Explainer: Unicode, normalization and APFS

One of the oldest problems with Apple’s APFS file system is how it encodes file and directory names using Unicode. This collides with one of the thorniest problems with Unicode, the fact that characters which appear identical can have two or more different code points (encodings). To see this in action, you’ll need a copy of my free app Apfelstrudel.

Open Apfelstrudel, place the cursor in its Input box and type on your keyboard the word Café, with an acute accent on the final e (press Option-e then the e key again to generate that). Then press Return.

normal01

In the next box down from Input, labelled HFS+, you’ll see that highlighted in red, and the word Café repeated. This is because, although those two renderings of the word appear identical, they use different Unicode code points. The version you typed in is in ‘normalised Form C’, while that used in the old HFS+ file system would be in ‘normalised Form D’.

Now try this simple test. Create a new folder and paste the Input version of Café as its name. Then create another new folder alongside it (in the same folder) and try pasting the HFS+ version as its name. The Finder won’t let you, as it considers that those two names are identical, just as they appear to be, even though they contain different Unicode code points, and even their lengths differ.

normal02

This happens in HFS+, which is a ‘normalising file system’ to avoid you becoming confused by two items which appear to you to have identical names. What happens in HFS+ is that, if you try to name an item using Form C, the file system automatically converts it to Form D. So although you may have provided two different names, HFS+ normalises them both to Form D, in which they really are identical.

Normalising file systems used to be quite popular, but by the time Apple came to design APFS, such behaviour was falling out of favour. In its original specification, APFS was billed as being non-normalising (the original phrase referred to filenames as just being a ‘bag of bytes’). That attracted a lot of criticsm from macOS developers, who could see the problems it would bring to users and apps alike.
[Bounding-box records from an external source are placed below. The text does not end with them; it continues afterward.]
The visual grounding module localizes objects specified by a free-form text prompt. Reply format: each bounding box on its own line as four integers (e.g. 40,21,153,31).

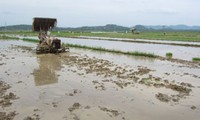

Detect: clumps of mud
68,103,81,112
0,112,17,120
139,75,193,102
0,81,18,120
0,81,18,107
66,89,81,96
92,81,106,90
61,55,193,102
99,106,120,117
99,106,125,120
63,56,152,90
11,45,33,52
23,114,40,120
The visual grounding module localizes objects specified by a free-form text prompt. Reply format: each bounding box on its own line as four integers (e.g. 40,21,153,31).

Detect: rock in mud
0,112,17,120
156,93,171,102
99,106,120,117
In spite of that, Apple’s engineers stuck to their guns.

When APFS was first released, chaos ensued, not so much with languages based on Roman alphabets, but worst of all in Korean, where there are a lot more normalisations. Among the biggest casualties were Apple’s own apps, so its engineers worked on a fix. Being confident still that APFS had made the right choice, they didn’t make APFS a normalising file system, but applied normalisation wherever it’s needed in macOS, and that’s what you see going on in my little demonstration above, and why you can’t have items using both normalised forms in the same folder.

For the great majority of users, this works fine. APFS doesn’t normalise, which makes it a bit more efficient, but a normalisation layer in macOS ensures that file and directory names are normalised, so APFS behaves just like HFS+ did. Except that they don’t always.

There are two potential problems which can appear, apparently out of the blue.

The first is with apps which generate their own filenames (and foldernames) from un-normalised Unicode text. Let’s say I have an app which creates and maintains its own image library, based on metadata stored with each image. If I as a user save a metadata field for an image using the Form C version of Café, which is the more likely as that’s what’s generated from the keyboard, and the app tries to use that as the filename, macOS should normalise that to Form D. If that app is unaware of the normalisation, metadata and filename end up being different, which can cause misunderstanding. Developers need to be aware of this and track the file path using the correct form, or even better using more independent mechanisms such as bookmarks.

More likely and more serious are the conflicts which can occur when using different methods of accessing non-Mac file systems. Thomas Tempelmann has demonstrated this using a share on a NAS, which he mounted first using NFS, then created a file with a name in Form C. When mounted via SMB on a Mac, as that filename is un-normalised, it can’t be accessed, as he has described here. Apple’s recommended solution is to mount NFS shares with the nfc option enabled, which should ensure normalisation is performed to the expected Form D. As ever, Michael Tsai has a succinct summary here.

There are all sorts of other ways that Unicode normalisation can trip apps up. Apfelstrudel shows some of them in its lower text view: Form C and D strings should compare correctly using Swift == and NSString compare() when caseInsensitive, but not with NSString isEqual() comparison.

All these could and would have been so much simpler if there was only one form of normalisation, or if visually identical characters had but a single Unicode code point. Until then, be aware that every now and then normalisation problems can appear out of the blue and cause strange errors. To make this a little easier to handle, I will shortly be building the features in Apfelstrudel into Mints, so they’re more accessible and easier to understand.